Long Beach printmaker, LSU alumna to solo at Brandstater
February 4, 2009
By Darla Martin Tucker
RIVERSIDE, Calif. – ( www.lasierra.edu ) Gabriela Martinez loves to tell the stories of her family’s rich pasts living in and emigrating from different countries.
She tells such tales in visual ways, with linoleum and wood cut prints in earthy hues of red, green, blue and other colors. She conjures dream-like images, deriving imaginative illustrations from her own observations, from journal entries, short stories, notes and stories told by her mother.
Between Feb. 17 and March 9, Martinez will display 25 of her linoleum and woodcut prints in La Sierra University’s Brandstater Gallery. The pieces will vary in size from four-inch-by-three-inch prints to two-feet-by-four-feet. Martinez, a 2000 LSU graduate, will be the gallery’s solo exhibitor. Her show is titled “Historias/Histories” and depicts her family’s stories permeated with issues of immigration, gender, maturity and love
Brandstater Gallery hours are Mon. – Thurs. 10 a.m. – 4 p.m., Sun., 2 – 5 p.m. During LSU’s Alumni Weekend the gallery will be open Feb. 28, 2 – 5 p.m. and March 1, 10 a.m. – 5 p.m. The gallery will hold a closing reception and artist’s talk March 9, 6 – 8 p.m. Gallery and reception admission is free.
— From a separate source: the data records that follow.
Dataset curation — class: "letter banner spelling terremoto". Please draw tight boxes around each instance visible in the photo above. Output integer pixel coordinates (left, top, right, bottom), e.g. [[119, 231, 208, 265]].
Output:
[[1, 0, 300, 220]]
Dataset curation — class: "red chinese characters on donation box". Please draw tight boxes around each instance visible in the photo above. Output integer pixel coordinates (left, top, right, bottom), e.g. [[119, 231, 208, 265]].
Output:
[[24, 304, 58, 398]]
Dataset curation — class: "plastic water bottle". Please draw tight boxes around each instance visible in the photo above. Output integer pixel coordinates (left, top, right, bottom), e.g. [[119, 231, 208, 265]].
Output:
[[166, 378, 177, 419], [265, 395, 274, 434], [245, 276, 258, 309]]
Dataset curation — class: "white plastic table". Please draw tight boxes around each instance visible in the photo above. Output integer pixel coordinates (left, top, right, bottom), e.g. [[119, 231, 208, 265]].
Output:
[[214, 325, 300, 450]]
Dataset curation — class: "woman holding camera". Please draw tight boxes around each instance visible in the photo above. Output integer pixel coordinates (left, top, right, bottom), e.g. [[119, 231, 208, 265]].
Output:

“Historias/Histories” derives from Martinez’s thesis for a Master’s in Fine Arts in printmaking, which she received from California State University, Long Beach last year.
The artist makes a linoleum or woodcut print by gouging a reverse image onto a block, leaving a raised surface that functions as a stamp. Using a roller, she applies ink to the surface of the plate, places a sheet of paper over the plate and runs it under a metal roller to make an impression of the image onto the paper.
Martinez likes working with linoleum because it “is quick and easy to cut,” she said. She purchases the material at flooring stores. “…I like printmaking because I can make countless copies and distribute them to as many people as I want. It makes the art form less precious and more egalitarian in my opinion,” the artist said.
“Art in general suits my personality. It doesn’t work for everyone,” said Martinez. “You have to be willing to make some big sacrifices, listen to negative opinions about your work, which actually becomes a non-issue at some point, and have the nerve to say that what you create is worth an audience taking the time to look at it.”
“I’ve always made art and I don’t know how to stop, basically. And, as people continue paying me to do it, stopping doesn’t really have a point, does it?” she commented.
Martinez is currently working as an educator at the Museum of Latin American Art in Long Beach and the Los Angeles County High School for the Arts. She exhibited her work in five solo shows since 1999 and in 28 group shows since 1995. In addition to her work for the Museum of Latin American Art, Martinez served as an instructor at Cal State Long Beach, La Mano Press in Los Angeles, Korean Immigrants Workers Association, Good Samaritan Presbyterian Church in Glendale, La Sierra Academy, La Sierra University and Brandstater Gallery.
Martinez began working in La Sierra’s art studios as a high school senior. The university ultimately provided an “art home” for the artist, she said. Martinez deems LSU’s professors “the most influential instructors I’ve ever had. …I appreciate the fact that I was never pushed to make art or told how my art should be or look, but was instead provided a very open environment for experimentation. The department gave me confidence to continue my studies and eventually my career.”
“ Academically I received an education that won me a lot of compliments as I continued on into graduate school,” she said.